Fig. 4: The level of TGFα secreted by rCAFs is elevated and correlates with chemoresistance in HNSCC patients.

a Cytokine XL array analysis of sCAFs and rCAFs. Boxes indicate the selected cytokines in rCAFs. b, c RT-PCR and western blot analysis of the indicated cytokines in rCAFs relative to sCAFs (n = 3 chemo-sensitive or chemo-resistant patients). d Co-immunofluorescent staining of TGFα and α-SMA expression in tumor sections from chemo-sensitive and -resistant patients respectively. Arrow indicate TGFα and α-SMA double positive cells. e Violin plot showing the mean staining intensity of CAF-TGFα in each group (n = 20 patients, our cohort).

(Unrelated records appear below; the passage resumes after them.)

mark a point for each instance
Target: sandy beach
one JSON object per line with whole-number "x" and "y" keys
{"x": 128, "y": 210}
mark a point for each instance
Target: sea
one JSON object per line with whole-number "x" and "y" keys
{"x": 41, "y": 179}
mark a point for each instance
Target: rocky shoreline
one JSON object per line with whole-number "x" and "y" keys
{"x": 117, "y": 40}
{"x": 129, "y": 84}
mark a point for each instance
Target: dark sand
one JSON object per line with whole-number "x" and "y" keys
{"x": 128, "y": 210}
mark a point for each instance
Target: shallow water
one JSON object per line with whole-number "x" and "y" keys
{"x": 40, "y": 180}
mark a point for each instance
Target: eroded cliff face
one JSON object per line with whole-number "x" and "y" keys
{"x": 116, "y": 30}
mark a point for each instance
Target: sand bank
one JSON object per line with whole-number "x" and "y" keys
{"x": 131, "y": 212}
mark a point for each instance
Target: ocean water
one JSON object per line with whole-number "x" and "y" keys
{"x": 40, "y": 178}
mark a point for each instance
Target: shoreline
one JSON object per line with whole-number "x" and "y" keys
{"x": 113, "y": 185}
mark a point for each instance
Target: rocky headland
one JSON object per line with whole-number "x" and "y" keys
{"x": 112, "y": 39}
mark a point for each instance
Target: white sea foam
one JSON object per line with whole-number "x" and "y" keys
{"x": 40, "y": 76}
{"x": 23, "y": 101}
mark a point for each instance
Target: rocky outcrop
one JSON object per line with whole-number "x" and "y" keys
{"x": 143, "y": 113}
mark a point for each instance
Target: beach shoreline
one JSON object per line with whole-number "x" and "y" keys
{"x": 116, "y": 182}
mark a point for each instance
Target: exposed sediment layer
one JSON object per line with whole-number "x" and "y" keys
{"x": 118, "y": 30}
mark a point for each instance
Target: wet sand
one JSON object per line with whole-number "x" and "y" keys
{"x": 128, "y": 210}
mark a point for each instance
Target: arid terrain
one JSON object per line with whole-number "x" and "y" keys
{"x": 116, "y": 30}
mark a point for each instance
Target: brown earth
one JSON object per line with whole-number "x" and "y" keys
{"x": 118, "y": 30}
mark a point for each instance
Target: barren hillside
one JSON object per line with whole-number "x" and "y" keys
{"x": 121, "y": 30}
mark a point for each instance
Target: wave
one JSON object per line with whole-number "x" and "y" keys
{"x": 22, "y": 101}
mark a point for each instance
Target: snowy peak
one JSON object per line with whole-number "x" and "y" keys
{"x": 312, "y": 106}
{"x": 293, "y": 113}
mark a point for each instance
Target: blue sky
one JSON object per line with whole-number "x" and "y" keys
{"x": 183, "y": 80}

A.U. stands for arbitrary unit. f Kaplan–Meier survival study of the HNSCC patients with high or low CAF-TGFα expression (n = 91 patients, our cohort). g The relationship between TGFα expression and overall survival in HNSCC patients (n = 499 patients, KM plotter database). h The corelation between CAF-TGFα expression and cancer progression in HNSCC patients (n = 91 patients, our cohort). i Schematics diagram represents the blood sampling strategy of HNSCC patients who received NACT treatment. j Violin plots show the level of serum TGF in entire cohort, chemosensitive or chemoresistant patients before, during and after receiving NACT treatment. k Table shows the putative p65 binding sites on human TGFα promoter. l Western blot analysis of the expression of p-p65 and total p65 in sCAFs and rCAFs. β-actin was used as a loading control. m Western blot and RT-PCR analysis of rCAFs after treated with or without 20 μM Maslinic acid as indicated. n Western blot and RT-PCR analysis of sCAFs transfected with p65 overexpression vector or empty vector (ctrl). o ChIP assays. Bar charts show the relative enrichment of p65 binding on TGFα promoter in rCAFs as compared to sCAFs (n = 3 independent experiments). p Luciferase assay of sCAFs after co-transfected with a luciferase reporter vector containing TGFα promoter and an escalated amount of p65 overexpression plasmid (n = 3 independent experiments). q Co-immunofluorescent staining of p-p65 and α-SMA in tumor sections from each group (n = 20 patients, our cohort). Arrow indicates p-p65 and α-SMA double positive cells. Data are shown as means ± S.E.M. *P < 0.05, **P < 0.01, ***P < 0.001, N.S. non-significant. b, e, h, q Student’s t test. f, g Log-rank (Mantel-Cox) test. j, o, p One-way ANOVA. Scale bars in (d, q) represent 100 μm.